Team USA will be without one of its top equestrians when the Olympic Games Tokyo 2020 kick off later this year. Laura Graves, a 2016 U.S. Olympic bronze medalist in team dressage who is ranked No. 7 in the world, announced this week that her horse Verdades is retiring.
“With the retirement of my longtime partner, Verdades (Diddy), it will no longer be possible for me to pursue a place on the team that will represent the United States in Tokyo,” Graves said in a statement released by U.S. Equestrian. “This decision was not taken lightly, but was made in Verdades’ best interests.”
Verdades is an 18-year-old Dutch warmblood, and he’s been with Graves, 32, for most of that time. Graves and her family discovered the horse through a video when he was just three weeks old, according to a story on the FEI website, and he arrived at her Vermont stable at 6 months old.
Initially a difficult and ill-tempered horse, Verdades was such a challenge that at one point Graves tried selling him. Instead, she gave it another shot and, under the tutelage of U.S. Olympian Debbie McDonald, they developed into one of the world’s best combinations.
Their breakout came in 2014, when they finished fifth in the grand prix freestyle at the World Equestrian Games.
They went on to win team gold and individual silver the next year at the Pan American Games in Toronto, and then were part of the bronze-medal U.S. Olympic team in Rio while placing fourth in the individual competition.
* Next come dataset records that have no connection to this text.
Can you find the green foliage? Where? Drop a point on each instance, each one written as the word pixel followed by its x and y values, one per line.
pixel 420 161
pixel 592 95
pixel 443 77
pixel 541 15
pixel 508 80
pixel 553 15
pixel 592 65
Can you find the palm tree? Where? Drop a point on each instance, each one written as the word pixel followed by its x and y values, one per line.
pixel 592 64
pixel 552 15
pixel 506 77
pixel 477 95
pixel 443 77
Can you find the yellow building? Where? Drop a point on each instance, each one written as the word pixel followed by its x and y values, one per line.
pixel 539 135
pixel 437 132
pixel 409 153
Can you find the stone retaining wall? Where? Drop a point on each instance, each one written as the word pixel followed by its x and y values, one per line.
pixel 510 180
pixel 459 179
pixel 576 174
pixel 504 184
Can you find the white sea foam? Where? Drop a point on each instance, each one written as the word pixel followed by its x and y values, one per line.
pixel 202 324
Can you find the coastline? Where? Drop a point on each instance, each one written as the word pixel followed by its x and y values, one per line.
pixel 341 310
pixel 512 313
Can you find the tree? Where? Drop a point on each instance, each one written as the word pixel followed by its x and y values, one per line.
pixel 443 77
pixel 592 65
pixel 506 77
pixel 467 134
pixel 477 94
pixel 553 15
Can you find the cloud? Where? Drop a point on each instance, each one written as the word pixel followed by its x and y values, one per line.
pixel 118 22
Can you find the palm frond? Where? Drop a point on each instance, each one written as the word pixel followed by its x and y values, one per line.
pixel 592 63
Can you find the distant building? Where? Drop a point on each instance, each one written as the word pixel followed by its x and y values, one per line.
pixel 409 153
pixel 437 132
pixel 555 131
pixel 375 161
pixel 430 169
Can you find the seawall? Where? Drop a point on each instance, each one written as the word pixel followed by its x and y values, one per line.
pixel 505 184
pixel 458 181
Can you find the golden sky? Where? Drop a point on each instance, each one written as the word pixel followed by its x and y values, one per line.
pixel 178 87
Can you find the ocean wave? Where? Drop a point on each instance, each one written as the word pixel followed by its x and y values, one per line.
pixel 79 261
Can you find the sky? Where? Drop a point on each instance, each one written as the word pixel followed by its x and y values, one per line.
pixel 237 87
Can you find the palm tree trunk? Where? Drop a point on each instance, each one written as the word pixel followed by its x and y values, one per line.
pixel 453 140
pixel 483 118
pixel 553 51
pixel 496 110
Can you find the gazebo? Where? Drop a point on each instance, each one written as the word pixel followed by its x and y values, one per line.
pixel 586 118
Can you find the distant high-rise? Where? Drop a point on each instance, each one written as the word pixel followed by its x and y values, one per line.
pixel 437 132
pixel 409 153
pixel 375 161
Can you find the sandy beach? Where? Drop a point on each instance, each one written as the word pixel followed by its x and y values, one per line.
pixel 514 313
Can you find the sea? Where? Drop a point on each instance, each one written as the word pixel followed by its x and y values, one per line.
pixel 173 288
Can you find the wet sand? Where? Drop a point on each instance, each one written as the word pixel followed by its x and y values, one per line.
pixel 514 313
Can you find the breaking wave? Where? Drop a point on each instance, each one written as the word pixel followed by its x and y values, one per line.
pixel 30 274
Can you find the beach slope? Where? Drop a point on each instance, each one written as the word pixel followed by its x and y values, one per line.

The bronze medal result matched the best finish for Team USA in dressage since 1948.
Since Rio they continued to have success, winning two silver medals at the 2018 World Equestrian Games and reaching the world No. 1 ranking. That made them the first U.S. partnership to hold that position.
With the Tokyo Games nearing, however, Graves decided not to push it.
“I've always promised that I would do my best to listen and make the right choice for him when this time came,” she wrote in an Instagram tribute. “It became clear in recent weeks that he was not going to be able to return to his usual top form in 2020.”
Graves continued: “This horse not only achieved every goal we ever set, but he fulfilled dreams that I never knew I had. Not always the easiest, it was his generous heart and incredible sense of loyalty that made him one of a kind. Every time I sit in his saddle, I continue to feel honored and humble that he allowed me to be his person. We have travelled the world together, many times over and cut our teeth at some the world's greatest competitions.”
Though Graves will not compete in Tokyo, she’s not retiring. She said she’s “very much looking forward to the next chapter of my career with a stable full of young horses.”
The U.S., meanwhile, must fill its three-person dressage team without her. Based on the most recent rankings, the next three U.S. riders are No. 11 Kasey Perry-Glass, riding Goerklintgaards Dublet; No. 20 Adrienne Lyle with Salvino, and No. 27 Shelly Francis with Danilo.